If I wanted to eat a nasty ass $5 pizza from Dominos then I could. But then again, I had to actually eat the nasty ass pizza from Dominos and not some delicious, healthy home cooked mum meal. Well we started off pretty pitifully as no one taught Kevin nor I to cook and we survived on pre-packaged bottled pasta sauce and overcooked soggy 59c spaghetti for our first year living together.



We're now onto our fourth year living together and I've taken on the role as primary cook and Kevin as head washer. It's a natural division and most couples will naturally migrate to the role that they are better at.
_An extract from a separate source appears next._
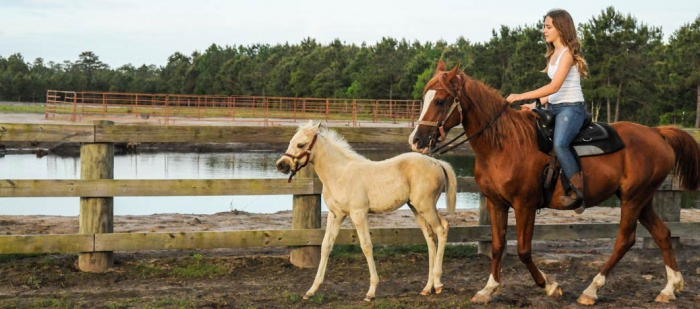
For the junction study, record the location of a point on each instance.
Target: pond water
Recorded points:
(168, 165)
Plus I really hate washing up. This is my first attempt at making Banh Xeo and I gotta say, it's pretty good for a rookie and a far cry from bottled pasta sauce. 






Banh Xeo Recipe

Pancakes
1 cup rice flour (Thai versions are fairly easy to find)
1 cup water
1/2 cup of coconut milk (canned)
1 tablespoon turmeric2 tablespoons banana/prawn fritter flour (optional - gives extra crunch)
pinch of salt
4 shallots (thinly sliced)
vegetable oil for frying


Filling
250g small prawns
1 pork rasher, thinly sliced
1 small onion, thinly sliced
6 medium mushrooms, thinly sliced
2 cups bean sprouts


dipping sauce (see below)

In a bowl mix the flours, water, shallots, turmeric and salt. 

Heat a little oil in a hot non-stick pan and cook the onions, mushrooms, pork and shrimp. 

When cooked through pour in 1 ladle of batter on top of the fillings and tilt the pan to spread the batter like a pancake. You should try spread the batter thinly and add small amounts of batter to fill in any gaps. 

Top with bean sprouts and cook for 2-3 minutes until the bottom of the pancake is browning and very crunchy and the edges are super crisp.


The pancake should be able to hold its shape without tearing. Using a spatula, carefully fold the pancake in half slide out onto a plate (this may take several attempts to perfect). Serve with lettuce and dipping sauce.

Nuoc mam dipping sauce
2 teaspoons sugar
2-3 Tablespoons fish sauce
1-2 T lemon juice or white vinegar
1/4 cup boiling water

Put sugar in a small bowl and add hot water.
Mix until sugar is dissolved and add lemon juice (or vinegar) and fish sauce and taste. 
There should be an even balance between sweet, salty and sour elements. Don't be afraid to adjust it!

Kevin said once he could smell it climbing up the stairs of our three floor apartment block he started running up the steps. He's too cute for words. And nothing tops a good ol' Asian meal like a fresh young coconut. Nom nom nom.